Anaíd, con el cabello limpio y seco, se embutió en la ropa interior de Marion, en sus vaqueros ajustados y su top.
Roc dio su aprobación final con un silbido de admiración.
– Será mejor que Marion no te vea. Te sienta mejor a ti.
Anaíd hubiera querido contemplarse en el espejo, pero no tenía tiempo que perder. Elena la esperaba en la biblioteca.
La encontró apilando libros y libros. Estaba molesta y Anaíd detectó su contrariedad desde la puerta. Al verla llegar desvió la mirada y eso fue lo peor. Supo al instante que Elena le estaba ocultando algo.
Todo había ido demasiado bien hasta el momento y eso también era preocupante. Los caminos fáciles acostumbraban a ser los más engañosos. Así pues, Anaíd, curtida en mil guerras, decidió seguir el juego de Elena y fingir que era estúpida.
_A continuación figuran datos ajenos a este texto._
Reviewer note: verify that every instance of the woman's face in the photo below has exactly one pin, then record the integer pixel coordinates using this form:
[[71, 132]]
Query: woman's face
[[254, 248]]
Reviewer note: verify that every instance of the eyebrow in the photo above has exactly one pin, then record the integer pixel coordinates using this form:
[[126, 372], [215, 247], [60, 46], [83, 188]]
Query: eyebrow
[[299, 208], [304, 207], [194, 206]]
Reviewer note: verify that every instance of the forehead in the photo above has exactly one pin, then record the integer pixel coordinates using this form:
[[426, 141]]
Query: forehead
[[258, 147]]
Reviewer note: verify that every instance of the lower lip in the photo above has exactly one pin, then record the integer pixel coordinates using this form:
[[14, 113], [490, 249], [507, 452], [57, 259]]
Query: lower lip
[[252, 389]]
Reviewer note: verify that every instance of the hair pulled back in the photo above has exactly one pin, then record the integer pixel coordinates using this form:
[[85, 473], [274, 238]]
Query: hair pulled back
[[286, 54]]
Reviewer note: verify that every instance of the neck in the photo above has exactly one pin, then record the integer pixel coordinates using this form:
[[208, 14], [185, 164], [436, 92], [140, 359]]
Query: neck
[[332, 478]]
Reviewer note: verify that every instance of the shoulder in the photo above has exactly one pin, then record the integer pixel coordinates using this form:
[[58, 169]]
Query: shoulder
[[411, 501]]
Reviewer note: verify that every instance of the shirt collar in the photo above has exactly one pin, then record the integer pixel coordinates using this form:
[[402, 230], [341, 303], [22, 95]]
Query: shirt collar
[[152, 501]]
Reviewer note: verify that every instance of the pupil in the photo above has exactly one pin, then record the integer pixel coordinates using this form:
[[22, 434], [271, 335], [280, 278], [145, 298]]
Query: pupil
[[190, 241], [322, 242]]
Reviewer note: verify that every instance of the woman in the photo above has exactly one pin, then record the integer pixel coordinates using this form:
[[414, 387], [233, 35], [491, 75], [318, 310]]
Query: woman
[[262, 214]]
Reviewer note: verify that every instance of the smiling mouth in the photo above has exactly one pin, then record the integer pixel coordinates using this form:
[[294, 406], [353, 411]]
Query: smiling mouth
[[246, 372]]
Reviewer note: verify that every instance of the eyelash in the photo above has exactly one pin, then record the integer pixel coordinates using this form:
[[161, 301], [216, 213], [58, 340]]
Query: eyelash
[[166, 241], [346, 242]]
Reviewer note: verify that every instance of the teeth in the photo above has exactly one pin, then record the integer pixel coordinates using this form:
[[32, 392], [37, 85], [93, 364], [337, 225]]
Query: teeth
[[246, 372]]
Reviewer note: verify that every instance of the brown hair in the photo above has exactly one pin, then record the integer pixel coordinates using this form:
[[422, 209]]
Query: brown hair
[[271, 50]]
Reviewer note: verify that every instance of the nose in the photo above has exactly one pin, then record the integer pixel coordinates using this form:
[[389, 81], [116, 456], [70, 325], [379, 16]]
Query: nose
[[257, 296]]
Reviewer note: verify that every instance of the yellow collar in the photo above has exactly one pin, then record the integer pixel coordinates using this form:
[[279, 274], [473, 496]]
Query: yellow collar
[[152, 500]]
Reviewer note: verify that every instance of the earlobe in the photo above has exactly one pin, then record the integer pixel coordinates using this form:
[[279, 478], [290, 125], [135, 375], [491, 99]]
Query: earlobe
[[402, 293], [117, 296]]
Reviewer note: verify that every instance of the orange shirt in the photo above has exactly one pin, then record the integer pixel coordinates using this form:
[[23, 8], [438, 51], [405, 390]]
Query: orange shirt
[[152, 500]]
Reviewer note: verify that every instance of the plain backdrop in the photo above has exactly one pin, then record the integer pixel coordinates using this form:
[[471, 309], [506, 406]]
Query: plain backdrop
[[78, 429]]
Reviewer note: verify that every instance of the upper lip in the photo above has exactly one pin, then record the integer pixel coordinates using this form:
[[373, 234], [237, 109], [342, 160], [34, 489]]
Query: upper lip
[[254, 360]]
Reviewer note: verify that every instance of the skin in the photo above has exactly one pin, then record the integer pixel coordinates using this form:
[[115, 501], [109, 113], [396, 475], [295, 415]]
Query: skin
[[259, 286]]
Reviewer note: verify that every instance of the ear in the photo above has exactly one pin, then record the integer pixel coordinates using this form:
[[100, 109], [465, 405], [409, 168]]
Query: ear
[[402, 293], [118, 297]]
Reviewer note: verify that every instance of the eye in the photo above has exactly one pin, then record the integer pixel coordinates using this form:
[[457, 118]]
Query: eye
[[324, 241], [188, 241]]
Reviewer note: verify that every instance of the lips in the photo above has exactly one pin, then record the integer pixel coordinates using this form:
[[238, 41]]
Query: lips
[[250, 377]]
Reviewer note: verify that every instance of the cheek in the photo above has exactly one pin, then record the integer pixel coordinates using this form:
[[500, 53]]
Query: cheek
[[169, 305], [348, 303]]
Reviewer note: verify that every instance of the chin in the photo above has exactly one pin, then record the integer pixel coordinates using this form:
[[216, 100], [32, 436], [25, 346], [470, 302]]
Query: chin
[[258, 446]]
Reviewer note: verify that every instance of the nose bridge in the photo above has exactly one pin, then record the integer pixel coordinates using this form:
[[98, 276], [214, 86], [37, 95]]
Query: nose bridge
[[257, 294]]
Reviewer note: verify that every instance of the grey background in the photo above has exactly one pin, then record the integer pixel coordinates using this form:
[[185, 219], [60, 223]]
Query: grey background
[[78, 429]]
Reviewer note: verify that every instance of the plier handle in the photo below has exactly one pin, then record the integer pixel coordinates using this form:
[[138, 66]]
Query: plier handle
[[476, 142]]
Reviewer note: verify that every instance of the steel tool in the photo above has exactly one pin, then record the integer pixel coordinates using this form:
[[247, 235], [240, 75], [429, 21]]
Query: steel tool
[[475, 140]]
– Espera un momento que ahora acabo -le dijo Elena sin levantar la cabeza de las fichas.
Anaíd se sentó en la descascarillada silla de madera donde había pasado tantas y tantas tardes de lectura cuando era niña. Oyó cómo Elena cerraba su libreta, levantaba la vista y, de repente, se llevaba la mano a la boca reprimiendo un grito.
Anaíd miró tras ella asustada.
– ¿Qué pasa?
Elena se comportaba de forma muy rara. Se llevó la mano al pecho y respiró agitadamente.
– Nada, no es nada, perdona, desde lo de tu madre me altero mucho y ahora, al verte…
– ¿Te he asustado yo? -preguntó Anaíd, y repasó su ropa, que era más descocada y atrevida de la que ella había llevado nunca.
– Sí…, al mirarte…, he visto, es como si… Eres como Selene… ¿Te has mirado al espejo?
Anaíd no lo había hecho. No tenía esa costumbre y quizá hacía un mes que no se veía reflejada en ninguna parte.
Con aire confidencial, Elena susurró:
– He convocado un coven para esta misma noche. Gaya y Karen están impacientes por escuchar tu historia.
Anaíd asintió, miró su reloj y se disculpó.
– Tengo que pasar por casa para comprobar si queda algo del ungüento de Selene. ¿Necesitaré alguna cosa más? Será mi primer coven del clan.
– Tu atame, tu cuenco y tu vara.
Anaíd lo apuntó en el dorso de su mano y se levantó con prisa. Elena la retuvo unos instantes.
– Anaíd, ven a cenar a casa. Te esperamos. Luego volaremos juntas hasta el claro del bosque.
– Ahí estaré -mintió Anaíd.
Y salió agradeciendo que Elena no pudiese leer su pensamiento. Hasta ese encuentro había eludido todas las preguntas directas que le formulaba sobre su regreso a Urt. Contestaba con evasivas y temía la posibilidad de que Elena se pusiera en contacto telefónico con Criselda. O viceversa.